The photograph was taken in 1904 at C. Schade photography studio and frame manufactory at 50 Russell Street, Worcester, in what was then the Cape Colony. The framed photograph (80 cm x 70 cm) won first prize in a competition at the local agricultural show in 1905.
The people in the photograph are Brietta Home and her three children, George, Ruby and Natalie. The family lived at 107 Church Street.
The father, Charles Home (1864–1908), practised as an attorney, notary and conveyancer in Worcester from 1886 until his death of typhoid fever at the age of 44.
The mother, Brietta Caroline Drew von Ludwig (1870–1955), who was the daughter of a baron, died at the age of 84 in her Church Street home of cerebral thrombosis.
The eldest, George William Home (1895–1935), also practised as an attorney and notary in Worcester, and died at the age of 40 of subacute infective endocarditis.
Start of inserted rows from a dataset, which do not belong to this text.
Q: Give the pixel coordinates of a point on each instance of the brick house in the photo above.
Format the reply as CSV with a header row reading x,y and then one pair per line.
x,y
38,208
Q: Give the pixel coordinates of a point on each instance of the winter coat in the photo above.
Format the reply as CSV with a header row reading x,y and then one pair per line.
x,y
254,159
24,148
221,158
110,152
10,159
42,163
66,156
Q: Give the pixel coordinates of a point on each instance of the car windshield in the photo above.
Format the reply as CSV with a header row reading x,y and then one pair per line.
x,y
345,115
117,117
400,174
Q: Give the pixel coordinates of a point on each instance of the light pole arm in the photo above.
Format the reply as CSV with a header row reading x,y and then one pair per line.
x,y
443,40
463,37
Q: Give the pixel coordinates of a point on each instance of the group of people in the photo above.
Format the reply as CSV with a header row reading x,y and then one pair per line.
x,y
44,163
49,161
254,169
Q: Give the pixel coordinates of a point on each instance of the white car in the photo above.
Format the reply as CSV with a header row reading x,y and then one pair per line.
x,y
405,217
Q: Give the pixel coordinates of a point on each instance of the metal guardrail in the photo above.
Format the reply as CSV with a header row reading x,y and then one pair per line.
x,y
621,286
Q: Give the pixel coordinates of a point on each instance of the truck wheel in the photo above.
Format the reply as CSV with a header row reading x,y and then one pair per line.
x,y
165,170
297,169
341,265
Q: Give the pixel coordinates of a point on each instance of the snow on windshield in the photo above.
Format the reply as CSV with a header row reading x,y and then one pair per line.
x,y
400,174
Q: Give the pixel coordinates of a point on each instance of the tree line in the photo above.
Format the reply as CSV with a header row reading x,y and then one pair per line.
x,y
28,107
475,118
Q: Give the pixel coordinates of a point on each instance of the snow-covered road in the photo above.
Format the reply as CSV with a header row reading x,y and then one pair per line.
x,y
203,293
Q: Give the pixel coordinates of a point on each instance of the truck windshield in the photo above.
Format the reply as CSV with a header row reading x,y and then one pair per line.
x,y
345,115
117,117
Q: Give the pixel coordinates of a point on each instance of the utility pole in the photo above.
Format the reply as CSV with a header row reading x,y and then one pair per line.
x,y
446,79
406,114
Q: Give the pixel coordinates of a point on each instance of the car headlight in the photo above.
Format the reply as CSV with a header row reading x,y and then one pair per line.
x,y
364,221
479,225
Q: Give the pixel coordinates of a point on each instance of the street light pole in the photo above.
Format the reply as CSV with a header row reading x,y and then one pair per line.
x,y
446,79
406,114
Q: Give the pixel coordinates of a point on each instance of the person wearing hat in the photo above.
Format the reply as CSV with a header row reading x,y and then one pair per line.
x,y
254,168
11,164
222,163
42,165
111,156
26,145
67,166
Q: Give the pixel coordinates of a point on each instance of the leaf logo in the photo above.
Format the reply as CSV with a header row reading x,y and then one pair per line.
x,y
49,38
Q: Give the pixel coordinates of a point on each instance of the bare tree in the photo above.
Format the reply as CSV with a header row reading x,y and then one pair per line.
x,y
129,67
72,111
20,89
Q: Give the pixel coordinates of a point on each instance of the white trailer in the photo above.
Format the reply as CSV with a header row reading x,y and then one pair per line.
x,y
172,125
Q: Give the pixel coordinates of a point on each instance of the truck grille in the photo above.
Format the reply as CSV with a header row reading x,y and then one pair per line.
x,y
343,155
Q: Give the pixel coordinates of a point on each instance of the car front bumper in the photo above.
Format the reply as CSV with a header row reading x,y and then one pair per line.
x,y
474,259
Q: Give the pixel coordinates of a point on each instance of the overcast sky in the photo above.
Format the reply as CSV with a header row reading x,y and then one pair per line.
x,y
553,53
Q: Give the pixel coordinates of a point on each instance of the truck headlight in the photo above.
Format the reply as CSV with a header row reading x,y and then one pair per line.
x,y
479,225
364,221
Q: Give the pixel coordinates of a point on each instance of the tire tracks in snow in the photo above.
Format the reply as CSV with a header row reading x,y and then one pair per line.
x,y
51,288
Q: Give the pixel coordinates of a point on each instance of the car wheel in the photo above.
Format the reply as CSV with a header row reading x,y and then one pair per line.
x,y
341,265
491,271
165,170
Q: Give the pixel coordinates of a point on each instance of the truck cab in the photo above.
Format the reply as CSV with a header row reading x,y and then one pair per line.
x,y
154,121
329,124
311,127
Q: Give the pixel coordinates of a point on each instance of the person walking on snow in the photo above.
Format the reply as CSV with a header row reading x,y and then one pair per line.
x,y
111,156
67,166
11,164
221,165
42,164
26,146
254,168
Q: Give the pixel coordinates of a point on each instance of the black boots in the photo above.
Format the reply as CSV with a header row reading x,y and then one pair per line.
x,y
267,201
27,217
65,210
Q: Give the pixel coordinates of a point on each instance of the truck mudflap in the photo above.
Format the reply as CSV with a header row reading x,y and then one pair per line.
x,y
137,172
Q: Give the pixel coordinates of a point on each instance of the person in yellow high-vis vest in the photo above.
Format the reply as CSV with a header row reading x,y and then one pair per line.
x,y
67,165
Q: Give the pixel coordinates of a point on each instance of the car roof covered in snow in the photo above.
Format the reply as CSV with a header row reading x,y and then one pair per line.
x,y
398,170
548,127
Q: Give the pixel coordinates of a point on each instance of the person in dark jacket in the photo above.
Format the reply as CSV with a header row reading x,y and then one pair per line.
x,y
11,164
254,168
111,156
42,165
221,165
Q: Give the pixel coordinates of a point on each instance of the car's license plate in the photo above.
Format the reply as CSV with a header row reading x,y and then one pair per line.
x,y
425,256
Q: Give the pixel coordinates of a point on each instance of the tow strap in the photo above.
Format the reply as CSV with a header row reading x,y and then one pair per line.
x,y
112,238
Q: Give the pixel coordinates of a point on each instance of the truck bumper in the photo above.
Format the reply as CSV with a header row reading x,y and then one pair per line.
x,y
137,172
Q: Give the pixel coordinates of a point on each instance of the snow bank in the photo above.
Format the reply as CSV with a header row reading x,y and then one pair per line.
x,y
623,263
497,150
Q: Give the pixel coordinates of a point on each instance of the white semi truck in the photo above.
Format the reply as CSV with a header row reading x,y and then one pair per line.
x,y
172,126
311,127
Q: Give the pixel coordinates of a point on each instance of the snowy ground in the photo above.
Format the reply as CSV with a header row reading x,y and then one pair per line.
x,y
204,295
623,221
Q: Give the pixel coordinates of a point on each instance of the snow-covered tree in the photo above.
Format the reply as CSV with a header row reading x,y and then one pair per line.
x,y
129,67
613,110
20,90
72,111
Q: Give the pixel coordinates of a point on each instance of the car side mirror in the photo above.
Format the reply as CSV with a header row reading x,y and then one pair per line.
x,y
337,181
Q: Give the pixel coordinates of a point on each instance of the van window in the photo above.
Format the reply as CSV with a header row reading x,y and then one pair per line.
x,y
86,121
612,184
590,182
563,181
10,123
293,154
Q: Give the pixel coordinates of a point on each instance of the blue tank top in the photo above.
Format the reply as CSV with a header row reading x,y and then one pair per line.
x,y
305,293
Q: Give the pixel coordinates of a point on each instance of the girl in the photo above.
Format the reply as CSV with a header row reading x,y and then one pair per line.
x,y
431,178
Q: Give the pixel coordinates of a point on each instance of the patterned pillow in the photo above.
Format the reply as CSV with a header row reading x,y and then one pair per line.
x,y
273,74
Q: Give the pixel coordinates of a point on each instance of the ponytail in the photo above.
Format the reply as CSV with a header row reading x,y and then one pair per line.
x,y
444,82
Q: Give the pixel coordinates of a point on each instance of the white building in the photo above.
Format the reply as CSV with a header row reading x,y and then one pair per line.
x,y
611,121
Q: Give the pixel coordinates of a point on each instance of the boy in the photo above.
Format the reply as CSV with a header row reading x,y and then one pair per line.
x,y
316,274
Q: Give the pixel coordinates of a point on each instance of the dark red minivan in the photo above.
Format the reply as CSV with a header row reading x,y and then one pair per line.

The eldest daughter, Ruby Drew Home (1900–1984), was a mathematics teacher at a high school in Worcester for many years. She never married and lived with her mother until the latter’s death; she subsequently sold the house in Church Street and moved to a small double-storey house at 24 Adderley Street, and later to an old-age home. She died of heart failure at the same age as her mother.
The youngest, Natalie Lilian (1903–1958) married at the age of 21 and moved with her husband to Walmer, Port Elizabeth, where she died of coronary thrombosis at the age of 54.
I remember the portrait hanging in Ruby’s home in Adderley Street. She left it to my mother, and today it hangs on my wall.